Mi madre se hace la interesante.
Carlota: Nada hijo, nada, que ayer nos encontramos a Diego.
Dice mordiendo el taco.
Diego pone su mejor cara de sorpresa. ¿Y…?, ¿En dónde? ¿A qué hora? ¿Qué dijo?…
Mi madre le empieza a narrar, todo muy cercano a la realidad. Mientras ella cuenta nos reímos mucho.
Germán se dirige a mí: ¿Tienes algo que agregar?
Me estaban dando ganas de golpearlo cuando al parecer entiende que podía estarme confundiendo pero al volver a abrir la boca lo hace sólo para empeorarlo:
G: ¿Qué sentiste cuando lo viste?
Retomo mis ganas de pegarle, así que omito cualquier expresión en mi rostro, no es la primera vez que Germán me pone en este predicamento.
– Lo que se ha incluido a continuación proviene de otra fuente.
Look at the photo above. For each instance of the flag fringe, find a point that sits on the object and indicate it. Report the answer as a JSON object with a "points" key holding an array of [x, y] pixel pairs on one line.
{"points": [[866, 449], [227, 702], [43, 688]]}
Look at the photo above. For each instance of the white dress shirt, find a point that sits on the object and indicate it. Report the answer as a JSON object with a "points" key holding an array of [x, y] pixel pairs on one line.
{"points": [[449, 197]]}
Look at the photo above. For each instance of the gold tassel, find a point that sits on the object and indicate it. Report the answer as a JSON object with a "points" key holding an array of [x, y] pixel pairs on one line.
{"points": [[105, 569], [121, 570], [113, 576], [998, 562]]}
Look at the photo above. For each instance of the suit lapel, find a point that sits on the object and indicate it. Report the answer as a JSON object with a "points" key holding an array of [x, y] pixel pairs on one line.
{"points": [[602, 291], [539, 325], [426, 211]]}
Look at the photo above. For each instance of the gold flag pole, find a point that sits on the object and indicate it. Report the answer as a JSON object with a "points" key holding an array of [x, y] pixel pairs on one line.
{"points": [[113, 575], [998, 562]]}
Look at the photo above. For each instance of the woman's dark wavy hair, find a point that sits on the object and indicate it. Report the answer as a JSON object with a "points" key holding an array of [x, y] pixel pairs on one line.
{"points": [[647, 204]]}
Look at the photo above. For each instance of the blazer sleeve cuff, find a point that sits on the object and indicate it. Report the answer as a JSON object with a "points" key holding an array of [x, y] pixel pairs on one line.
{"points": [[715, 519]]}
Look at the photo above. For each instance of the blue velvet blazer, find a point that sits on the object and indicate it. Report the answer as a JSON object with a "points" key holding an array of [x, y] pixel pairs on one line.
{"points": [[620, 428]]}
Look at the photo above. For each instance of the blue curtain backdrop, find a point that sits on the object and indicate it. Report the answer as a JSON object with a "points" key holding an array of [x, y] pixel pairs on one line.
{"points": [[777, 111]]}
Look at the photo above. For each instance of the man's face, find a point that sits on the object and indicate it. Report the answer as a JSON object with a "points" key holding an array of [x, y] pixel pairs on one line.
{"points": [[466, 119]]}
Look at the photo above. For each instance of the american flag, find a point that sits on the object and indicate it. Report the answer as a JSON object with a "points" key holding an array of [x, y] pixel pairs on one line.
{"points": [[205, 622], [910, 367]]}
Yo con cara de asombro y casi en un grito le contesto: Pero si lo hemos visto un par de minutos y además ya escuchaste que ella lo acaparó…
G: Bueno pero, ¿te dio gusto, miedo, nervios? ¿Se veía bien, está más feo, gordo, flaco, canoso, pelón…?
Mi madre: Pues lo que haya sentido lo disimuló muy bien, aunque mírale la cara a la nena, tiene ese brillito en los ojos que había perdido. Él se veía muy bien, no ha cambiado casi nada y se le caía la baba al verla.
G: Por eso me encantas Carlota, porque no se te va una, mira que confesarlo y contarle todo lo necesario en unos minutos, cuando yo sea grande quiero ser como tú…
Mi madre: Pero si pareces más hijo mío que “ésta”, ahora te toca a ti que nos proporciones la información faltante. MaFer tráeme mi bolsa para darle a Germán la tarjetita que me dio Diego y pueda averiguar más.
No hay risas, mi madre habla en serio. Tal como terminaron las cosas, era más fácil que Germán averigüe qué piensa su familia, entre otras cosas.
¿Postre?
Pregunta mamá.
Claro, contestamos al mismo tiempo. Nos quedamos mudos y es mejor mantener la boca ocupada en lugar de seguir con el tema. Sacamos del refri lo que a cada uno más le apetece. Terminamos de cenar hablando de pavadas, entre risas.
C: Tengo un libro a medias, gracias por no dejarme cenar sola y hacerme la velada agradable. ¿Se quedan a dormir aquí? Ya sé que tienen mucho qué platicar.
MF: Ma, yo me voy, por fin llegó mi computadora y muero de ganas de estrenarla.
G: Yo voy a llevarla, si no necesitas compañía hasta que Daniel vuelva, no regreso, quizá MaFer necesite ayuda con la instalación de sus compras.
C: Gracias no, vayan a instalar esa computadora.
Nos despedimos.
… continuará.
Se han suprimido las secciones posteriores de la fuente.